Deep learning have been dominating recommendation models [5, 6, 10, 12, 20, 21] as the gigantic amount of user data is a natural fit for massively data-driven neural models. However, efforts to leverage the power of deep learning in industry-level recommendation systems are constantly encountered with problems arising from the unique characteristics of data derived from real-world user behavior. These data are drastically different from those used in conventional deep learning problems like language modeling or computer vision in two aspects:

(1) The features are mostly sparse, categorical and dynamically changing;

(2) The underlying distribution of training data is non-stationary, a.k.a. Concept Drift [8].

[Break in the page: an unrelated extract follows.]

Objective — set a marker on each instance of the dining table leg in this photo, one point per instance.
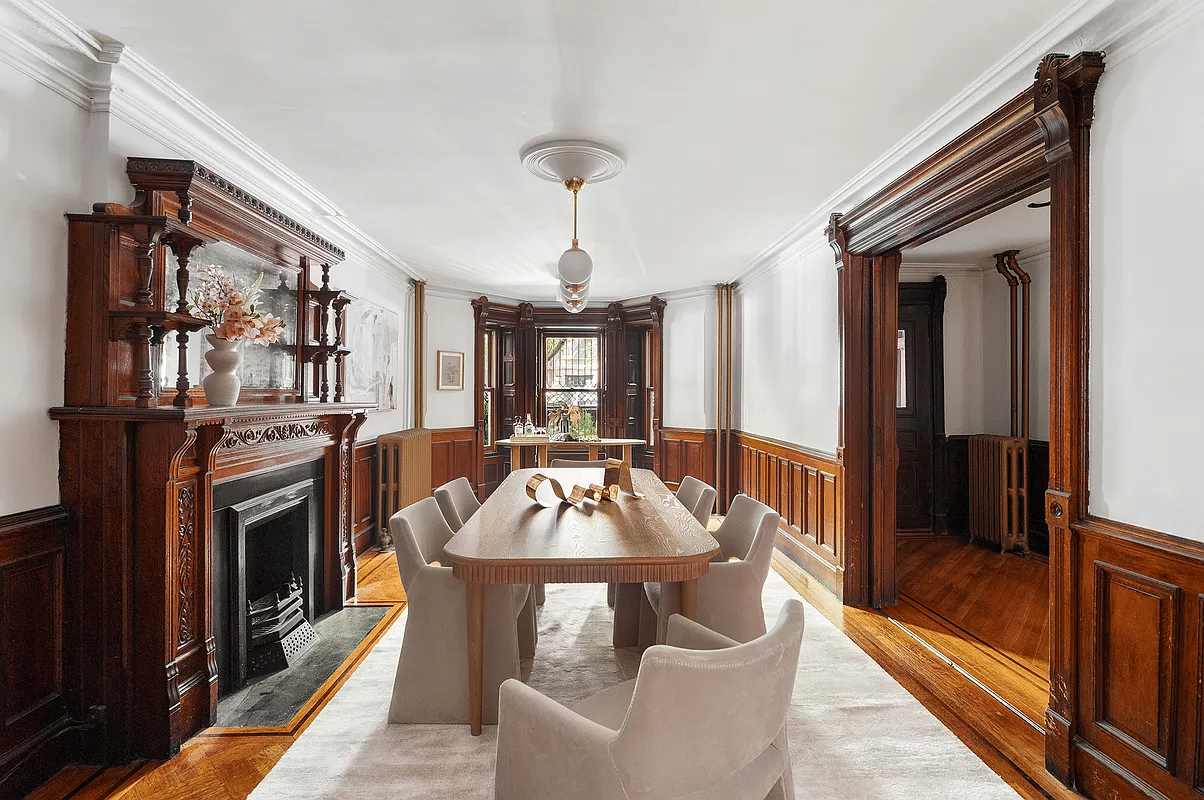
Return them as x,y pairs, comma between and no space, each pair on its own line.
476,654
690,599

Such differences have posed unique challenges to researchers

and engineers working on recommendation systems.

1.1 Sparsity and Dynamism

The data for recommendation mostly contain sparse categorical features, some of which appear with low frequency. The common practice of mapping them to a high-dimensional embedding space would give rise to a series of issues:

• Unlike language models where number of word-pieces are limited, the amount of users and ranking items are orders of

magnitude larger. Such an enormous embedding table would hardly fit into single host memory;

• Worse still, the size of embedding table is expected to grow over time as more users and items are admitted, while frameworks like [1, 17] uses a fixed-size dense variables to represent embedding table.

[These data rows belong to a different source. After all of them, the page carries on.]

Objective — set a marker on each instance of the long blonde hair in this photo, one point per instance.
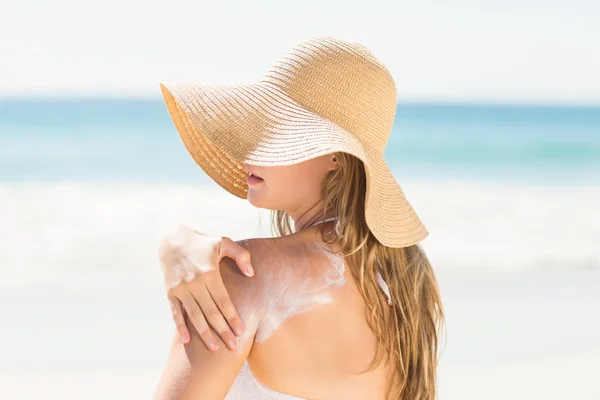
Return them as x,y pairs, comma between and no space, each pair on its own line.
416,310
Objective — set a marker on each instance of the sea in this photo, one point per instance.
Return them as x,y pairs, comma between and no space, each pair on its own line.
509,193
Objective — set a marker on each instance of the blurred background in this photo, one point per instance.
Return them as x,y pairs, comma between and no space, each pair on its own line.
496,144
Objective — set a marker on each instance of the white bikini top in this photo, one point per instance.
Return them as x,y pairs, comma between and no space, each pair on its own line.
246,387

In practice, many systems adopt low-collision hashing [3, 6] as away to reduce memory footprint and to allow growing of IDs. This relies on an over-idealistic assumption that IDs in the embedding table is distributed evenly in frequency, and collisions are harmless to the model quality. Unfortunately this is rarely true for a real world recommendation system, where a small group of users or items have significantly more occurrences. With the organic growth of embedding table size, chances of hash key collision increases and lead to deterioration of model quality [3].Therefore it is a natural demand for production-scale recommendation systems to have the capacity to capture as many features in its parameters, and also have the capability of elastically adjusting the number of users and items it tries to book-keep.”